After that, ships just get built and designed. There's no need or effort to be "compatible" with Traveller ships. Folks can whip up a "Scout Ship" (i.e. a small ship with Jump 2, Speed 2 and laser) or a "Mercenary Cruiser" or a "Battleship", but they don't necessary have to be anything at all like what is in Traveller.
Don't conflate "3 laser turret == 3 L systems in SF" or anything like that. It's unimportant to the game fantasy. You have an "armed merchant" with 75 dTons of space to fill with cargo. That's enough.
All the games you talk about are good examples of the lack of in system operational rules I told about…
Yes they do. Traveller is historically extremely weak on operations. FFW is the best thing we've got to go by, and it's ostensibly a bit too high level.
In FFW (and TCS campaign), in a week you ship may jump, fight, refuel (if it wins the battle), bomb a planet and land troops, that will be able to fight for a whole turn...

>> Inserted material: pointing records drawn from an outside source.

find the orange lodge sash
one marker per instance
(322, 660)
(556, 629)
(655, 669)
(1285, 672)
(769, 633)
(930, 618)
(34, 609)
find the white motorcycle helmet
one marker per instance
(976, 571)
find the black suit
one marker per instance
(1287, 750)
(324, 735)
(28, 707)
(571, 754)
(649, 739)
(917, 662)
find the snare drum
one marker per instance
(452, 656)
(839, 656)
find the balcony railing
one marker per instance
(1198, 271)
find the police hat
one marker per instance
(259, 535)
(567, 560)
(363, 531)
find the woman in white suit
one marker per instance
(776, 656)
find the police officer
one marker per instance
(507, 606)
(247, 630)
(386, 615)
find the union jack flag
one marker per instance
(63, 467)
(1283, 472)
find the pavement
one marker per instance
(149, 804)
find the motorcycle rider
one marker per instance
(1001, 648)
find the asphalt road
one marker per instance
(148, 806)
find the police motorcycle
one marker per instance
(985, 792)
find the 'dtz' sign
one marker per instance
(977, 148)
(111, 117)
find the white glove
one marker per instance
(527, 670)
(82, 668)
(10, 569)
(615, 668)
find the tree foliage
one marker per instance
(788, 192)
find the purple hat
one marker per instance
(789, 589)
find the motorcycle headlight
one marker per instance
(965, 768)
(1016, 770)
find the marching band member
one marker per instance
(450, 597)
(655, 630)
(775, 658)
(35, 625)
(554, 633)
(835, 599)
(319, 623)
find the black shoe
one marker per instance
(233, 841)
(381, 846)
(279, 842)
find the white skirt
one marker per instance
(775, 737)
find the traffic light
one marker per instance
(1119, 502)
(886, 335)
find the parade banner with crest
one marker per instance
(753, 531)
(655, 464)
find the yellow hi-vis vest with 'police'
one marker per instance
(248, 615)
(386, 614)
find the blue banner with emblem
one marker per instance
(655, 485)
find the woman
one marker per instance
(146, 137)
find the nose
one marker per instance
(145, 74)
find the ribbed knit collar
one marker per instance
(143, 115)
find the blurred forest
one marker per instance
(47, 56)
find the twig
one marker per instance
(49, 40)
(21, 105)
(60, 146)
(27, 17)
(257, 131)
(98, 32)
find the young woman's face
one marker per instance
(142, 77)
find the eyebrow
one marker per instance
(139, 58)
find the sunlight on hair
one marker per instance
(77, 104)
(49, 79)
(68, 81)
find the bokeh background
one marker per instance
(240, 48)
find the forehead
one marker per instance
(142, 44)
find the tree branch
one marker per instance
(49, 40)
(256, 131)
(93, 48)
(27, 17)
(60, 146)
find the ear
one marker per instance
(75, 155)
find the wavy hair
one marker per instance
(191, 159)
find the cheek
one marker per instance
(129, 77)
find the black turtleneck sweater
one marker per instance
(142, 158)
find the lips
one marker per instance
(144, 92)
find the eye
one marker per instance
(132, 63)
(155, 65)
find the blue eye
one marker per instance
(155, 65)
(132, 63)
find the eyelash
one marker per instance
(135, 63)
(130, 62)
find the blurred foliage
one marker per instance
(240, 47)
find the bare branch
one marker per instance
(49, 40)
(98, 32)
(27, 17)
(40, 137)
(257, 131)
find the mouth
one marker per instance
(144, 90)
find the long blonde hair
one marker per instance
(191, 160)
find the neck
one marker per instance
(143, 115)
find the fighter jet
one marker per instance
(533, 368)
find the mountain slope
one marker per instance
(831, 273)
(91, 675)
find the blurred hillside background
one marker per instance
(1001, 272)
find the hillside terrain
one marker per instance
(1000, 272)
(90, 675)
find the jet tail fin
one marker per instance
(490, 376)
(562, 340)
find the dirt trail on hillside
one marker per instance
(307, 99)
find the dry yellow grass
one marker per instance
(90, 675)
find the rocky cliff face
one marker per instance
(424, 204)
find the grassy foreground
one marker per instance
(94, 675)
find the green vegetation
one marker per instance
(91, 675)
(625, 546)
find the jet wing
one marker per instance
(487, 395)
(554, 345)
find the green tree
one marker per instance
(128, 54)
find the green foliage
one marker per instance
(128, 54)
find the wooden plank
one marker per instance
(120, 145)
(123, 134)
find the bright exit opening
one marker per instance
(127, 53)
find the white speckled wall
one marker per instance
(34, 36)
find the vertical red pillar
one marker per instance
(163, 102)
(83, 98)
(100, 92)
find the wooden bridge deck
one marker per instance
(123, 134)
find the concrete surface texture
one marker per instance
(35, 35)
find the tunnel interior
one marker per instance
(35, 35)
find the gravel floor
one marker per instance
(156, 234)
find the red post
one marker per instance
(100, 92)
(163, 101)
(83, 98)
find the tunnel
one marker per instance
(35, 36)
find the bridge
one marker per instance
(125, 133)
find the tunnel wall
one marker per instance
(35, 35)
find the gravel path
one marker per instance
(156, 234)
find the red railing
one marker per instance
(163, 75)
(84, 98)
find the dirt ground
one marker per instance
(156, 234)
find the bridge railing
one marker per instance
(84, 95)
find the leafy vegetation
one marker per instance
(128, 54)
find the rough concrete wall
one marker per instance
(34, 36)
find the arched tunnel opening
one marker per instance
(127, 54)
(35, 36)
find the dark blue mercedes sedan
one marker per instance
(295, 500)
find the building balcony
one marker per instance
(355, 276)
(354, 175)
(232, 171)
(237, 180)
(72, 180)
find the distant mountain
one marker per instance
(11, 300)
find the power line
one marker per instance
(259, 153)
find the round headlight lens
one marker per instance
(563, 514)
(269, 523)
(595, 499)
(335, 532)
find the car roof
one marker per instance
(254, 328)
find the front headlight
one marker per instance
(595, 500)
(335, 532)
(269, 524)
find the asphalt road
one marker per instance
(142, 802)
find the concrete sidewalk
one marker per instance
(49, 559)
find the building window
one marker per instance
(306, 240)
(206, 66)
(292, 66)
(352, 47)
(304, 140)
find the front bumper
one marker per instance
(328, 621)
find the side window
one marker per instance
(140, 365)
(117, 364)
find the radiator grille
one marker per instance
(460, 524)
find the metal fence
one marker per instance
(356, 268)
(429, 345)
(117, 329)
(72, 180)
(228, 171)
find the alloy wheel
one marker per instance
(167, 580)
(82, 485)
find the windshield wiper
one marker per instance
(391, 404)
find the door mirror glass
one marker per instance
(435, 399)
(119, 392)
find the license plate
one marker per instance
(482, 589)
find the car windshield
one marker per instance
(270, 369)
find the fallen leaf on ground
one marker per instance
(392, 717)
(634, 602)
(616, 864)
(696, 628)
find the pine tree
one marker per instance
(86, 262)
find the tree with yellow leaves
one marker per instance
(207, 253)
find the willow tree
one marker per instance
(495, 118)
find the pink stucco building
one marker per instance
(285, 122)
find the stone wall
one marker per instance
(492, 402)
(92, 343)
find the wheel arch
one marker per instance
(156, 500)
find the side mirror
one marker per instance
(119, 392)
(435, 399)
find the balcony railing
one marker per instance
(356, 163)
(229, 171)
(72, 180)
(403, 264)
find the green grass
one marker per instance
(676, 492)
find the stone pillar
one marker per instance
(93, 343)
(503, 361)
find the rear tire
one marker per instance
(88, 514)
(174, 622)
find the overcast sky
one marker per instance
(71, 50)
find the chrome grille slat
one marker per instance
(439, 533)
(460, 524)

To show what this represents, let's imagine we play the Solomani War with FFW rules (so that we can use our Sol system as an example).
Imperial Fleet starts day 0 in Barnard Star and jumps to Terra. It arrives to Terra and fights the Solomani Fleet (and SDBs) there (regardless if they are in Earth or in Pluto). They win, so they can refuel (the closer plade for that is Júpiter, about 4-6 AUs depending on relative positions), then it goes to Earth where it bombs the SOlomani defenders, and lands the troops it's carrying, that will fight exactly the same as will next week. And all of this in a single week…
The fleet arrives, at Jupiter, 100D away. The fleet takes 4 hours to assemble. There was a post that says a coordinated fleet will have it's arrival scattered over a 100 minute window. So 2 hours for the fleet to arrive, 2 hours to assemble and get coffee.
Fleet heads to Jupiter. 3G fleet, 4 hour trip.
Now, how long does it take for the fleet to refuel?
If the fleet can skim, in FFW, the fleet can refuel before combat. If not, it has to refuel the next turn (next week). For the sake of discussion, we'll assume the fleet can skim.
Is there a defending force at Jupiter? If not, things go apace. If there is, the fleet destroys and/or routs the defenders (otherwise the game is, as they say, over). How long does that combat take? If it's High Guard, with 20 minute turns, a 4 hour battle is 12 rounds. In Starfire, 4 hours is an eternity. Either way, the battle will likely be decided within 4 hours (i.e. the defenders will know they can't stop the fleet, so they can either crash themselves upon the rocks, being as costly as they can, or they can withdraw.) Heck, we'll give them 8 hours for combat.
So, now we're at 14 hours time in system for the attacking fleet.
How long does it take for the fleet to refuel? 24 hours? Think they can scoop up and process enough in 24 hours? Is that too little? This is the big unknown. 48 Hours?
We'll call it 48 hours. 62 hours in system, the fleet all fueled, more coffee poured, damage control parties putting their kits away, the fleet heads toward earth.
Average distance, 588Mkm. 3G Drives. Full burn, that's a 78 hour flight.
ETA to Earth: T+140 hours. So if they arrived at Sunday Midnight, it's now 8pm on Friday. And they're at Earth. The fleet then defeats the defending space forces in another 8 hour onslaught, ending at 4am on Saturday.
Thus ends "Turn 1", the first week. "Turn 2", the troops can start landing, for Sunday they rest.
If a defender jumped as soon as they saw the incoming fleet, then reinforcements can begin arriving on "Turn 3".
If the fleet decided to not make the pit stop at Jupiter, it would have arrived directly at Earth, defeated the defending force and started landing operations on Monday in "Turn 1".
Much of this hinges on the refueling step. If it only took 24 hours, the landings may well have started on Saturday.